第83話

それに対して川上がどう思ったのかは分からないが、



「私もね、高一の頃はあなたや美紅ちゃんと同じくらいの大きさだったのよ、この胸」



彼女は自分のパンパンに張ったトップスの胸元に右手を当てて、自嘲にも見える笑みを浮かべた。



「それが今じゃ、ボタンで留めるタイプの服は極力避けないと大変なことになっちゃうから。ホント、邪魔だわ」



「はぁ。私も間宮も羨ましい限りですけど」



「……市川くんには通用しなかったから。あっても意味がないの」



「……」



本当に、この人はそんなにも右京のことが好きなのかと思うと同時に、天野は気まずくて逃げ出したい気持ちになる。

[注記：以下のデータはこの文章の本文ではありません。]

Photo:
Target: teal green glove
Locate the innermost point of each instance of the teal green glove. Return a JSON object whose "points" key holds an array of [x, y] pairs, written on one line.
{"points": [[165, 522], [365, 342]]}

……まだケーキを完食していないので、絶対に逃げ出さないが。



「私には興味なくても、美紅ちゃんの成長ぶりには気付いてるはずだから、密かに喜んでるはずよ。あのむっつりスケベ」



「はぁ。右京先輩が、むっつりスケベですか……」



不能説があったり、むっつりスケベ説もあったり。



どれが本当なのかは、きっと美紅にしか分からないのだろうが、



(まぁ、間宮が苦労することに変わりはないか)



美紅が右京の重すぎる愛情表現を一身に受けているであろうことは想像にかたくなく。



所詮はただのギャラリーでしかない天野は、



「なんていうか……二人が不幸そうな顔をしない限りは放っておこうかと思ってます」



友の幸せを静かに見守っていようと思うのだった。